Enterprise Value per Flowing Barrel (EV / boe/d) attempts to answer the question “How much are you paying per barrel of existing production?” That is, how expensive is the company with respect to its current upstream operations? It is important to understand why the market might be assigning a high multiple to a particular company before assuming that it is simply overpriced – is production weighted to oil? If so, the associated revenue and gross profit will be higher if the prevailing oil price environment is stronger than the natural gas market. Are production volumes about to grow? The market is forward-looking: if investors are aware of an event that will cause production to increase significantly (reducing the future multiple), they may be willing to pay now for that growth.
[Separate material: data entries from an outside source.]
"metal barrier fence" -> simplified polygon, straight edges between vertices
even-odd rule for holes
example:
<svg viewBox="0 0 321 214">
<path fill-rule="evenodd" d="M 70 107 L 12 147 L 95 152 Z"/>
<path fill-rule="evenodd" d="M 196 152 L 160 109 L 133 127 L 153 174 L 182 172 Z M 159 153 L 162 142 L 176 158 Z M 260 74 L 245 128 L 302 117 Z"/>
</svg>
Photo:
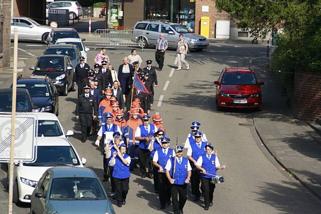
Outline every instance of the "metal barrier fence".
<svg viewBox="0 0 321 214">
<path fill-rule="evenodd" d="M 129 30 L 97 29 L 95 31 L 95 49 L 108 46 L 136 46 L 143 51 L 145 40 L 141 32 Z"/>
</svg>

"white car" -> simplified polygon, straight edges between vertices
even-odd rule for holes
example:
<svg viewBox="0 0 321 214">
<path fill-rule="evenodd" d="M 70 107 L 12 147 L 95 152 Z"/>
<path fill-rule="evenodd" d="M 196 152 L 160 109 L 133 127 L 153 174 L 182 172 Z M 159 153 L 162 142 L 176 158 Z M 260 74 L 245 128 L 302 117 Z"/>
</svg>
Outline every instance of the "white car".
<svg viewBox="0 0 321 214">
<path fill-rule="evenodd" d="M 87 160 L 80 159 L 71 143 L 61 137 L 37 138 L 35 162 L 14 165 L 13 202 L 31 202 L 35 186 L 48 168 L 58 166 L 83 167 Z"/>
<path fill-rule="evenodd" d="M 48 18 L 49 9 L 65 9 L 69 10 L 69 20 L 73 20 L 83 14 L 82 7 L 77 1 L 60 1 L 50 3 L 46 7 L 46 17 Z"/>
<path fill-rule="evenodd" d="M 85 58 L 85 62 L 87 62 L 87 52 L 90 49 L 86 48 L 82 41 L 81 39 L 79 38 L 62 38 L 57 40 L 56 44 L 72 44 L 76 45 L 79 48 L 81 55 Z"/>
<path fill-rule="evenodd" d="M 27 17 L 14 17 L 11 18 L 11 38 L 15 38 L 15 28 L 18 29 L 19 41 L 39 41 L 47 43 L 47 38 L 52 28 L 41 25 L 34 20 Z"/>
</svg>

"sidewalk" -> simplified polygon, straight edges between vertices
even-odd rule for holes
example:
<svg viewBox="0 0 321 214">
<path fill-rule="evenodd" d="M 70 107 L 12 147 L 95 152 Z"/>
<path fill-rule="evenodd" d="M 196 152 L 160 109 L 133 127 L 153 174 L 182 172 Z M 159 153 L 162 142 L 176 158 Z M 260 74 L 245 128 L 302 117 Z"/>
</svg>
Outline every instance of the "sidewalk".
<svg viewBox="0 0 321 214">
<path fill-rule="evenodd" d="M 293 119 L 273 74 L 264 72 L 268 61 L 259 60 L 253 60 L 253 68 L 265 85 L 262 87 L 263 111 L 253 114 L 256 132 L 290 175 L 321 199 L 321 136 L 307 123 Z"/>
</svg>

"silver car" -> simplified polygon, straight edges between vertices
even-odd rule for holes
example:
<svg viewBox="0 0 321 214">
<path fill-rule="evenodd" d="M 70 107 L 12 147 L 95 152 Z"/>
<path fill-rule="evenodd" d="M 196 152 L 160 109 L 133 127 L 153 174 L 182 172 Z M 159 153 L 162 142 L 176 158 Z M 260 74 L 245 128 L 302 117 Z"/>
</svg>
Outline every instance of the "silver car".
<svg viewBox="0 0 321 214">
<path fill-rule="evenodd" d="M 165 35 L 170 48 L 176 48 L 179 35 L 184 35 L 184 39 L 189 44 L 190 50 L 201 51 L 209 46 L 206 37 L 192 33 L 188 29 L 177 23 L 164 22 L 142 21 L 137 22 L 133 29 L 134 37 L 132 41 L 146 48 L 148 45 L 155 46 L 161 33 Z"/>
<path fill-rule="evenodd" d="M 15 38 L 15 28 L 18 29 L 19 41 L 39 41 L 47 43 L 47 38 L 52 28 L 41 25 L 27 17 L 11 18 L 11 39 Z"/>
</svg>

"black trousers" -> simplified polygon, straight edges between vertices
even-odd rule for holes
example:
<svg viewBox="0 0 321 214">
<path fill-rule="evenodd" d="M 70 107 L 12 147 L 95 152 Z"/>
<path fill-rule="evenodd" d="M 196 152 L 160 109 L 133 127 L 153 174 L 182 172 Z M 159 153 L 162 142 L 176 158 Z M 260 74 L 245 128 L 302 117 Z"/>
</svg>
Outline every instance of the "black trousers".
<svg viewBox="0 0 321 214">
<path fill-rule="evenodd" d="M 92 114 L 79 114 L 79 122 L 81 130 L 81 139 L 85 140 L 89 136 L 91 124 L 92 124 Z"/>
<path fill-rule="evenodd" d="M 208 207 L 210 206 L 210 203 L 213 203 L 215 184 L 211 183 L 211 178 L 202 177 L 201 179 L 202 180 L 202 186 L 203 186 L 205 207 Z"/>
<path fill-rule="evenodd" d="M 159 202 L 160 206 L 165 206 L 166 205 L 166 202 L 171 200 L 171 183 L 166 177 L 165 172 L 158 172 L 158 173 Z"/>
<path fill-rule="evenodd" d="M 183 185 L 174 184 L 172 186 L 172 203 L 174 214 L 179 214 L 185 205 L 187 200 L 187 190 L 186 184 Z M 178 199 L 177 196 L 179 196 Z"/>
<path fill-rule="evenodd" d="M 126 199 L 127 194 L 129 189 L 129 178 L 119 179 L 113 178 L 115 182 L 115 189 L 116 190 L 116 198 L 117 203 Z"/>
<path fill-rule="evenodd" d="M 165 58 L 165 52 L 162 52 L 160 51 L 156 51 L 155 53 L 155 60 L 158 64 L 158 68 L 163 69 L 164 66 L 164 58 Z"/>
<path fill-rule="evenodd" d="M 150 161 L 150 151 L 148 149 L 142 149 L 140 148 L 138 149 L 140 173 L 141 174 L 146 173 L 146 168 L 148 168 L 148 173 L 152 172 L 151 162 Z"/>
<path fill-rule="evenodd" d="M 192 168 L 192 191 L 195 194 L 195 197 L 201 196 L 200 183 L 201 182 L 201 172 L 195 166 Z"/>
</svg>

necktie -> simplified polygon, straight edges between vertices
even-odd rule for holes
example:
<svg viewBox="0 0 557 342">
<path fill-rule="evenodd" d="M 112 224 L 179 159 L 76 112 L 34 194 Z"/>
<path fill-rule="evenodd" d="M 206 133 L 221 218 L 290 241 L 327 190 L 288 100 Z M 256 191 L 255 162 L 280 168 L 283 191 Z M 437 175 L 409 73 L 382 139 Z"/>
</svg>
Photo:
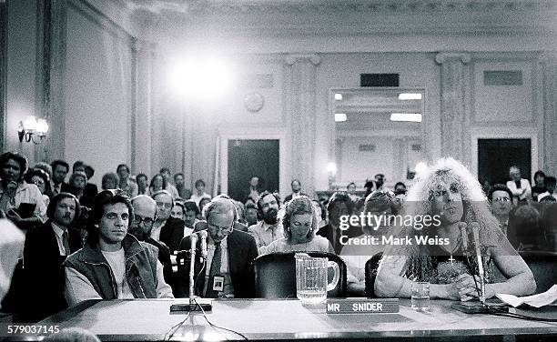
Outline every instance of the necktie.
<svg viewBox="0 0 557 342">
<path fill-rule="evenodd" d="M 70 255 L 69 243 L 67 242 L 67 231 L 65 231 L 62 234 L 62 244 L 64 245 L 64 249 L 66 250 L 66 256 Z"/>
<path fill-rule="evenodd" d="M 220 265 L 221 265 L 221 255 L 222 248 L 220 248 L 220 242 L 215 243 L 215 254 L 213 254 L 213 261 L 211 261 L 211 268 L 209 269 L 209 277 L 208 277 L 208 284 L 207 284 L 207 298 L 217 298 L 218 292 L 213 289 L 213 284 L 215 276 L 218 276 L 220 274 Z"/>
</svg>

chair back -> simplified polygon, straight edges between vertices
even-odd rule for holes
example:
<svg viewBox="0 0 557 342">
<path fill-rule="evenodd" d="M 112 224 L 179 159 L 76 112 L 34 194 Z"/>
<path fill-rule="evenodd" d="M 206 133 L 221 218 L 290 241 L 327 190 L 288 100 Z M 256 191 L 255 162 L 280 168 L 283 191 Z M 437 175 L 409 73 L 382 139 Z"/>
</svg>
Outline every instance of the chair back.
<svg viewBox="0 0 557 342">
<path fill-rule="evenodd" d="M 339 265 L 340 277 L 337 286 L 327 292 L 328 297 L 345 297 L 347 293 L 346 265 L 332 253 L 306 252 L 312 257 L 327 257 Z M 256 297 L 296 297 L 296 252 L 271 253 L 258 256 L 254 261 Z M 332 270 L 329 269 L 329 279 Z"/>
<path fill-rule="evenodd" d="M 546 251 L 519 253 L 533 273 L 536 280 L 536 293 L 545 292 L 557 284 L 557 253 Z"/>
<path fill-rule="evenodd" d="M 375 256 L 371 256 L 368 262 L 366 262 L 366 297 L 368 298 L 375 298 L 375 292 L 373 291 L 373 287 L 375 286 L 375 278 L 377 277 L 377 267 L 379 267 L 379 263 L 381 260 L 381 256 L 383 256 L 383 252 L 378 253 Z"/>
</svg>

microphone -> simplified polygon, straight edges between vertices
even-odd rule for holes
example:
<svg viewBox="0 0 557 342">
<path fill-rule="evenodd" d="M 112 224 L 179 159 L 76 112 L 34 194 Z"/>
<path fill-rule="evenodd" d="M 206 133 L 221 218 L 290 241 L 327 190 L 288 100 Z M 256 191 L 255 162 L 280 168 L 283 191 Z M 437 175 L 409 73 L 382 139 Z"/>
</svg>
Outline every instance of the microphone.
<svg viewBox="0 0 557 342">
<path fill-rule="evenodd" d="M 459 229 L 461 230 L 461 238 L 462 240 L 462 253 L 468 256 L 468 224 L 466 222 L 459 222 Z"/>
<path fill-rule="evenodd" d="M 476 257 L 478 258 L 478 273 L 480 273 L 480 301 L 485 305 L 485 278 L 483 273 L 483 262 L 481 261 L 481 251 L 480 250 L 480 225 L 478 222 L 470 224 L 474 236 L 474 246 Z"/>
<path fill-rule="evenodd" d="M 199 238 L 201 239 L 201 257 L 206 258 L 208 255 L 207 236 L 208 234 L 207 233 L 207 230 L 201 230 L 196 234 L 197 234 L 199 236 Z"/>
</svg>

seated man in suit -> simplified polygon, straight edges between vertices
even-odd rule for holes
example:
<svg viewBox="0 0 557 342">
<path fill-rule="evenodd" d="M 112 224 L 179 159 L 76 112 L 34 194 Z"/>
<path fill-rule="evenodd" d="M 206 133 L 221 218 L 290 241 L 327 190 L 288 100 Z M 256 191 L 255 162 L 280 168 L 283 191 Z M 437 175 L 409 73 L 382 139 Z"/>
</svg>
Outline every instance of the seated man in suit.
<svg viewBox="0 0 557 342">
<path fill-rule="evenodd" d="M 153 225 L 151 237 L 157 241 L 164 242 L 170 253 L 177 249 L 182 237 L 184 237 L 185 223 L 179 218 L 170 216 L 170 212 L 174 206 L 174 198 L 167 190 L 159 190 L 151 195 L 157 203 L 157 221 Z"/>
<path fill-rule="evenodd" d="M 105 190 L 95 197 L 87 241 L 64 263 L 68 304 L 174 297 L 157 260 L 158 249 L 127 234 L 133 215 L 121 190 Z"/>
<path fill-rule="evenodd" d="M 255 295 L 254 277 L 250 267 L 258 256 L 253 236 L 234 229 L 237 211 L 228 198 L 213 199 L 204 210 L 208 237 L 207 261 L 201 264 L 196 257 L 196 295 L 216 297 L 250 298 Z M 204 224 L 205 222 L 200 222 Z M 197 226 L 196 226 L 197 228 Z M 197 229 L 196 229 L 197 230 Z M 199 246 L 200 244 L 198 244 Z M 184 237 L 181 250 L 188 250 L 191 237 Z M 187 297 L 189 288 L 189 262 L 180 271 L 178 297 Z"/>
<path fill-rule="evenodd" d="M 173 285 L 172 262 L 170 261 L 170 249 L 165 243 L 154 240 L 151 237 L 153 223 L 157 219 L 157 202 L 147 195 L 138 195 L 132 198 L 134 207 L 134 219 L 129 227 L 129 234 L 139 241 L 155 246 L 158 249 L 158 261 L 163 265 L 165 281 Z"/>
<path fill-rule="evenodd" d="M 27 232 L 24 248 L 28 286 L 27 305 L 24 305 L 25 320 L 38 321 L 67 307 L 62 263 L 70 253 L 81 248 L 79 232 L 71 228 L 79 211 L 75 196 L 60 193 L 48 205 L 48 221 Z M 40 286 L 36 286 L 37 281 Z"/>
</svg>

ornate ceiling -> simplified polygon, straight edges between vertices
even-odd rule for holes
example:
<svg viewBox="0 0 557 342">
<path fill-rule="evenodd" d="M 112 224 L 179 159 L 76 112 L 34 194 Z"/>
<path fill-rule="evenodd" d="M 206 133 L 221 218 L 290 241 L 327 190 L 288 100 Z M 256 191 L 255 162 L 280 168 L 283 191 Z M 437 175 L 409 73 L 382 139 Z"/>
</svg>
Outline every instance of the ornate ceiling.
<svg viewBox="0 0 557 342">
<path fill-rule="evenodd" d="M 132 18 L 224 35 L 554 35 L 557 0 L 112 0 Z M 187 28 L 185 28 L 187 27 Z"/>
</svg>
Field Netback shows an investor the take-away or “keep” – i.e., How much margin is generated from a produced barrel after standard costs are factored in? It attempts to indicate asset profitability before factoring in corporate items such as G&A expense, interest and cash taxes.
Enterprise Value-to–Reserves (EV/boe) attempts to answer the question “How much are you paying per barrel of booked reserves?” or “How much are you paying per barrel still in the ground?” The majority of an upstream producer’s value resides in the future potential of its oil & gas assets, and investors may be willing to pay more for a “future barrel” in some cases (i.e., if the reserves are oil-weighted). Again, in the case of a strong oil environment vs. a weak natural gas market, oil-weighted reserves should result in comparatively higher future revenue and gross profit. If the majority of booked reserves are classified as PDP (proved developed producing), it’s likely that the future cost to bring them onto production is lower than with other classifications of reserves.
Finding, Development & Acquisition (FD&A) costs demonstrate the cost associated with identifying a barrel of reserves and bringing it on production. Reserves can be found organically (i.e., on the company’s existing asset base) or they can be bought (i.e., a company acquires an asset with reserves from another producer). Either way, the result is an addition to the reserves book which comes at an expense, and this metric attempts to demonstrate that cost. The incremental change in undiscounted future development capital (FDC) is included to equalize the metric with respect to the classification of reserves added. If all of the added reserves are categorized as “probable” then the risk and cost associated with developing those reserves is likely higher than reserves added to the PDP category.
The Recycle Ratio indicates the level of profitability of an oil or gas asset (i.e., field profit per barrel as a multiple of the cost to find and develop that barrel). When choosing between assets for development, those with higher recycle ratios are likely to be favoured due to higher associated returns.